Ericka Young
06/12/2026
Everyone is either all in or completely against AI, and I think we've moved past both of these sides of the spectrum.
I've watched this play out in financial services for the last few years. The institutions that dismissed AI early are scrambling to catch up. The ones that went all in without a plan are realizing the technology alone didn't fix hardly anything at all.
The truth lives somewhere in the middle.
AI is genuinely useful for tracking, budgeting, pattern recognition, and getting someone curious enough to take a first step. It can meet a member at 11pm when no one is in the office. It can surface a pattern a human might miss. That's real value and it's worth building on.

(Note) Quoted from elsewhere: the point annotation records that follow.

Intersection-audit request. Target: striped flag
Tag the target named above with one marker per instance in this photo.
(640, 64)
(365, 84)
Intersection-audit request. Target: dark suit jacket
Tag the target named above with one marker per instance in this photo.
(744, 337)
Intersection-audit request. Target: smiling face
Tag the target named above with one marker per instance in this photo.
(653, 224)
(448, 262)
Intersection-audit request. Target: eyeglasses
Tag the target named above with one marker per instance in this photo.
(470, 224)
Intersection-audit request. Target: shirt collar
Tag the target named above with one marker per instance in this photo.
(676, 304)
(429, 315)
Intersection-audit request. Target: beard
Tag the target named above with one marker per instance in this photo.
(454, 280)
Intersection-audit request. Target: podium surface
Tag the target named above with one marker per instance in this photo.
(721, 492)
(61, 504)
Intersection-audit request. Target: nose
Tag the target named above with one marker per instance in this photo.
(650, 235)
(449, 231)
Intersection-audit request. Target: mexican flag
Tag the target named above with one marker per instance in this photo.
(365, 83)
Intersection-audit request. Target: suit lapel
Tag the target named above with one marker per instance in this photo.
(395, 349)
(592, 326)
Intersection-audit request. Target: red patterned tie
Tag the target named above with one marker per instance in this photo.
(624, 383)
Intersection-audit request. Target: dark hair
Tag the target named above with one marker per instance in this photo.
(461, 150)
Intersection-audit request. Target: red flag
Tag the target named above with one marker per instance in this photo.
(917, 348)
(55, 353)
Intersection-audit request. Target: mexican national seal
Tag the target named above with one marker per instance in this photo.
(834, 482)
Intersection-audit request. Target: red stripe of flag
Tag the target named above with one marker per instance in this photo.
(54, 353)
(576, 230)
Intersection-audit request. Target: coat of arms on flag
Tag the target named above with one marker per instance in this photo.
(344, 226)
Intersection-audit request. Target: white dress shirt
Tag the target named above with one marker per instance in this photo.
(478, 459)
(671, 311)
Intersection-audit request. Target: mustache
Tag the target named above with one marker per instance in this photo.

Here's what it can't do: It can't sit with a member who is ashamed of their debt and help them believe they deserve to get out of it. It can't rebuild trust after a financial setback. It can't read the hesitation in someone's voice when they say "I'm fine" but clearly aren't.
The clients who made real progress were the ones who finally had someone walking alongside them.
That's still a human job.
The question worth asking isn't whether to use AI. It's how do we leverage AI to give our team the time, the training, and the support to do the human work that AI will never replace.
That's where I'd start.
06/11/2026
If you are earning good money and still feel behind, still feel anxious, still feel like you should have this figured out by now, you are not alone in that.
I've been doing this work for two decades, and one of the most consistent things I've seen, across clients, across organizations, across income levels, is that financial stress does not care how much you make.
The majority of the people I've coached were six-figure earners. Dual income households. People who, by most measures, looked financially fine. They were some of the most stressed, most stuck, most financially overwhelmed people I've ever sat across from.
Financial health doesn't have an income bracket.
It includes the person trying to figure out retirement while also supporting aging parents. The couple navigating a growing family and a growing mortgage. The high earner who never learned the habits to match the income. The person who finally got the salary they worked toward and still feels like something is missing.
Credit unions and financial institutions, your members' income may look fine on paper, but the stress tells a different story. One that goes beyond the numbers and more into the beliefs they carry about money.
06/05/2026
When I was first invited to speak at Emerge, I told the organizer I wasn't sure how I fit on this specific panel. The other panelists were bringing data, technology, and systems. I was bringing a coach's perspective. He said, that's exactly what we need.
Now looking back, I feel like a lot of us may have felt this at some point. It captures something bigger that's happening right now.
We've spent the last few years watching the conversation around AI go from one extreme to the other. Completely against it or fully all in, but I think we're entering a new phase, one where we're figuring out how to hold both. The technology AND the human element, together.
At Emerge this year, AI was everywhere. Sessions, tools, and so many conversations, but how people were talking about it was different. Less "this replaces everything" and more "how do we use this alongside the work we do person to person."
It also reminds me of a campaign I recently saw by TD Bank which was centered around a human-first experience.
Financial wellness has always been about behavior, mindset, and trust. You can build the most sophisticated tool in the world and still have someone who won't engage with it because they don't feel seen. That's what I showed up to say on that panel. Not instead of the data, but alongside it.
Sometimes the most valuable thing you can bring to a room is the reminder that there's a real person behind every data point.